Feeling the Impact of Federal TOD Grants

Grants aimed at stimulating development and increased density along transit lines are starting to make a difference in cities around the country.

1 minute read

December 26, 2022, 7:00 AM PST

By Diana Ionescu @aworkoffiction

Federal grants targeted to transit-oriented development (TOD) are starting to make their effects felt in cities around the country, writes Jared Brey in Governing.
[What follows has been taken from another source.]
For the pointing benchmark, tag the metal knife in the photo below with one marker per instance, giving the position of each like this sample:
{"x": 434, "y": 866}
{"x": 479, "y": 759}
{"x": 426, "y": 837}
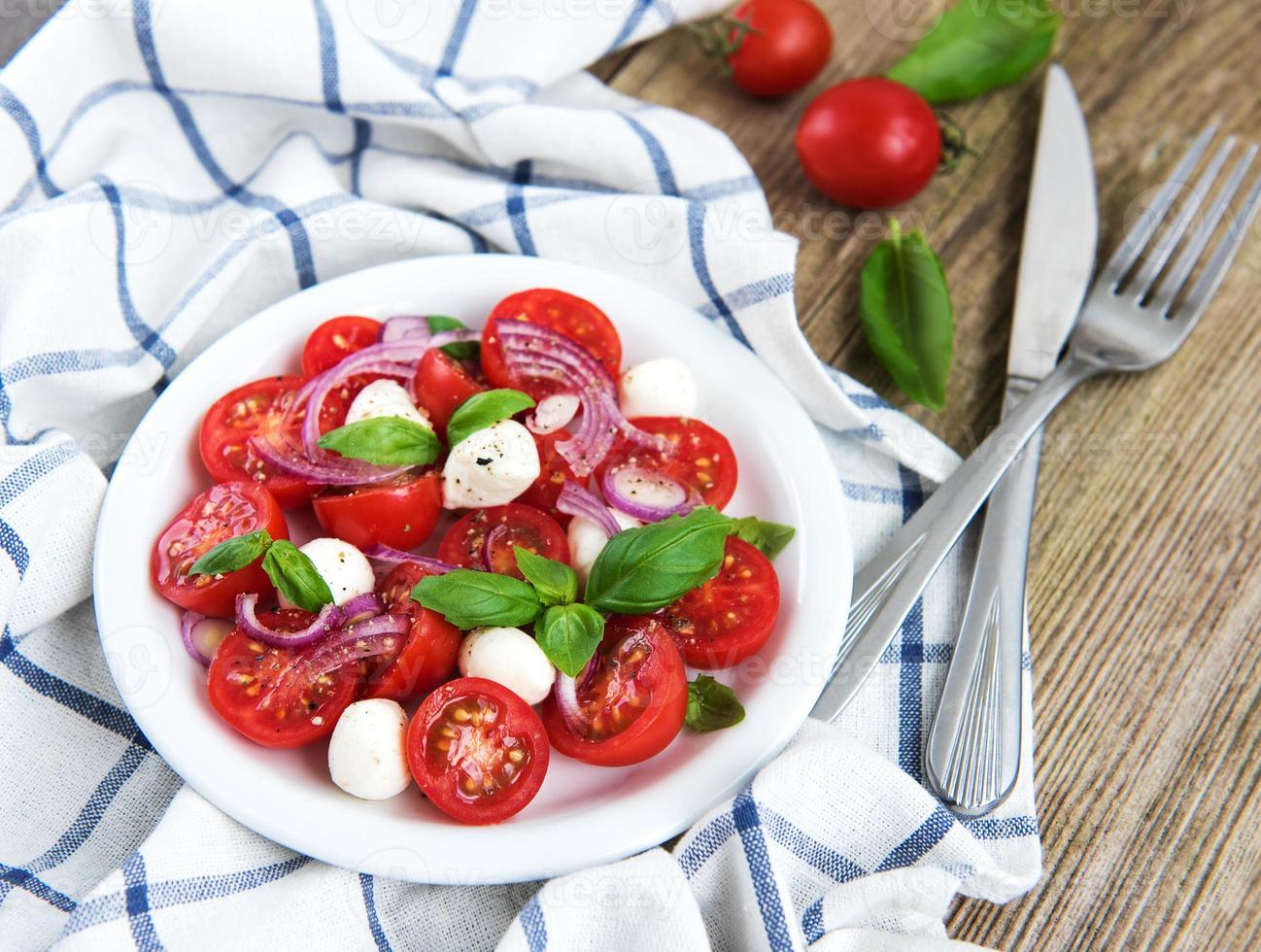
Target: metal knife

As part of the Federal Transit Administration’s Pilot Program for Transit-Oriented Development Planning, the federal government has awarded over $100 million since 2015, and the program was increased by 38 percent in 2021’s bipartisan infrastructure bill. 

According to Brey, “Recipients and FTA officials say the grants have helped lay the groundwork for development projects and land use policies that promote mobility and affordability, and have helped cities apply for more competitive awards.” Grants average less than $1 million each, but have the potential to kickstart TOD policies.

The article describes several examples of TOD grants that have helped launch small but transformative projects in car-oriented cities such as Tempe, Arizona, where a grant helped the city create a transportation overlay district to stimulate TOD around the newly opened Tempe Streetcar. “In Pittsburgh, which has one of the earliest and best bus rapid transit systems in the U.S., area public agencies have received three TOD planning grants under the FTA’s pilot program since 2015.”